The implication is clear: the future of microfinance banking in Nigeria will be shaped not merely by access to capital, but by the ability to leverage technology, maintain sound governance, achieve regulatory compliance, and deliver customer-centric digital financial services at scale. Institutions that have embraced these imperatives are gaining market share and attracting deposits, while those that have failed to evolve are increasingly being left behind.
This is not a technology conversation. It is a survival conversation.
Nigeria’s financial inclusion gap remains substantial. According to CBN data, credit penetration among the formally served population stood at just 3 per cent against a 40 per cent target as of 2020. A 2024 IFC-supported study estimated the unmet demand for MSME credit alone at $32.2 billion. These figures point to an enormous underserved market, one that microfinance banks were specifically licensed to reach. The question is whether they have the infrastructure to reach it at the scale and speed that the market now demands. The answer, for too many institutions, is no.
MFBs relying on analogue, branch-heavy origination frameworks cannot achieve the scale required to bridge this gap profitably. Manual processing inflates Customer Acquisition Costs (CAC) and extends turnaround times (TAT) to days, leaving legacy players structurally incapable of competing against agile, digital-first fintechs and neobanks entering the tier-2 banking ecosystem.
The market woman in Lagos, the mechanic in Aba, the fashion designer in Abuja need not sacrifice productive working hours to visit a brick-and-mortar branch for identity verification and paper documentation. This operational friction drives customer churn.
Market share is no longer won or lost on interest rate margins alone; it is won on the elimination of friction.
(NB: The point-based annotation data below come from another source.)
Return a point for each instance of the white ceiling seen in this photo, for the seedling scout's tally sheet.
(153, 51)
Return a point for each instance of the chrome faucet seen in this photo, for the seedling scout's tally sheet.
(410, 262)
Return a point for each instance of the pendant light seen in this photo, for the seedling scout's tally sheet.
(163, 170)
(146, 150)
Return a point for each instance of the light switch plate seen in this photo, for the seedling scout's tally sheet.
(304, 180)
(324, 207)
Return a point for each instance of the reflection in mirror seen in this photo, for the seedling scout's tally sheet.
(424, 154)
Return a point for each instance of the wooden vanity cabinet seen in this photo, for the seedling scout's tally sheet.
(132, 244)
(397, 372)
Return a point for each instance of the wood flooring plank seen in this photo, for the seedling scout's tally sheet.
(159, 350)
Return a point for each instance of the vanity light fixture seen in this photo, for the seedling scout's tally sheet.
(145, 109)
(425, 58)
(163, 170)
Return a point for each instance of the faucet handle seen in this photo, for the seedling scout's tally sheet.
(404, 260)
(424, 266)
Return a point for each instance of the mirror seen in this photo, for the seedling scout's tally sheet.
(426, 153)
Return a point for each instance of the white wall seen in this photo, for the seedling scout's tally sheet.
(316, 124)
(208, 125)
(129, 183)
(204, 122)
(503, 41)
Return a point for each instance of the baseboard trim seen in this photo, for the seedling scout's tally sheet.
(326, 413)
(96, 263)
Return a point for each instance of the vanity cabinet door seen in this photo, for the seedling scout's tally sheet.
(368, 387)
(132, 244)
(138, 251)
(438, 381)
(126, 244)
Digital-first institutions are capturing high-value micro-deposits because they offer 24/7 liquidity access, real-time settlement, and frictionless digital onboarding (e-KYC). They didn’t win on pricing; they won on operational velocity.
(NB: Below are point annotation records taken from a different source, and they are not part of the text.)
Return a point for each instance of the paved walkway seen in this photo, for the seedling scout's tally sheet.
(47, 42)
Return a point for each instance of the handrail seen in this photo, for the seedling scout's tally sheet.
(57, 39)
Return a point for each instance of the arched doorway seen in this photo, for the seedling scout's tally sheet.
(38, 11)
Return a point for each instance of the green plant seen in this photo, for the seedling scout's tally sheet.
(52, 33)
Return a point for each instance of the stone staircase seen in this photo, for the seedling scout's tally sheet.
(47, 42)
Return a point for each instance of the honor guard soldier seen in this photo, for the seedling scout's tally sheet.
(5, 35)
The business case for digital transformation is consequential as it directly impacts the bottom line. Digital transformation optimises operational expenses, fundamentally altering the cost-to-income ratio, allowing institutions to scale transaction volumes without a linear increase in overhead, extend geographic reach without physical expansion, and generate the data trails that improve credit risk assessment over time. The microfinance bank that builds this infrastructure is not just serving customers better. It is building a more resilient and scalable business.
Executive teams must recognise that the CBN’s regulatory roadmap is inherently digital. The cashless policy, the expansion of the eNaira framework, and the open banking guidelines are clear indicators of the regulator’s direction. The apex bank is actively looking to supervise an ecosystem that is transparent, automated, and auditable in real time. Institutions that treat these directives as a reactive compliance exercise rather than proactive strategic opportunities are existentially miscalculating.
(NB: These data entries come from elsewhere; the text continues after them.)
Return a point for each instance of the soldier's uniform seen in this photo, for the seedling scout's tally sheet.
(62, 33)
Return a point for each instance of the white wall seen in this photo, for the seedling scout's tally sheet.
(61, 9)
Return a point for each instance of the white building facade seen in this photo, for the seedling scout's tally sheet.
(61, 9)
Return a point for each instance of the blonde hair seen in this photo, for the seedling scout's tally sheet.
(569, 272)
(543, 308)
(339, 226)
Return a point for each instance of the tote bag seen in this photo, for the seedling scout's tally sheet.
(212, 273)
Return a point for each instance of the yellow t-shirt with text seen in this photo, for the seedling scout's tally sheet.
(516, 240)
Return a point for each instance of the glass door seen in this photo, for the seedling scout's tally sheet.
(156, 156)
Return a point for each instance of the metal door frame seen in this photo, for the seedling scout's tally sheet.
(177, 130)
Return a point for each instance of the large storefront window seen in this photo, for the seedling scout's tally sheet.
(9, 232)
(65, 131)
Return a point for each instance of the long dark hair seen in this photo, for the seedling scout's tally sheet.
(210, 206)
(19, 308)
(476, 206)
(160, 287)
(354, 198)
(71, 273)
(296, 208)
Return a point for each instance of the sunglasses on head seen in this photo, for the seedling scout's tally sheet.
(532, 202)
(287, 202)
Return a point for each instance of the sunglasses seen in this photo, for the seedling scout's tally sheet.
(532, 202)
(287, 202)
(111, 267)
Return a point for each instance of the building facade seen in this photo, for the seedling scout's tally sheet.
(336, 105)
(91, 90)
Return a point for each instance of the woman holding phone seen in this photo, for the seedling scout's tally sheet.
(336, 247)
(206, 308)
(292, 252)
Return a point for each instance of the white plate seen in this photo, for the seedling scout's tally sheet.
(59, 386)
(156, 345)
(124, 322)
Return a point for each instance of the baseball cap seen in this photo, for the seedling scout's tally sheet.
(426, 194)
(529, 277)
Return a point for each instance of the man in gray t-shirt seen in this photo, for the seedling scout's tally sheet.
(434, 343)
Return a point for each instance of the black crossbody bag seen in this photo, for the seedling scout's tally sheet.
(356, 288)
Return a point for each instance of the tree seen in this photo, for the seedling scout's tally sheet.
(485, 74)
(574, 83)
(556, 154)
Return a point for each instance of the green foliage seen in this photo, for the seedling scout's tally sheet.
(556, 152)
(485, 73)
The Nigerian microfinance sector plays a critical role in systemic economic development. It exists to serve the people that commercial banks consistently overlook. However, fulfilling this role requires more than regulatory goodwill and a CBN license. It demands a rigorous reallocation of capital toward robust digital infrastructure, a total restructuring of customer-facing workflows, and an agile leadership that understands that the customer’s expectations have already shifted, whether the institution is ready or not.
The market has already moved. For financial institution executives, the choice is binary: invest in technology to scale, or watch your institution remain increasingly irrelevant in a market that has already moved on.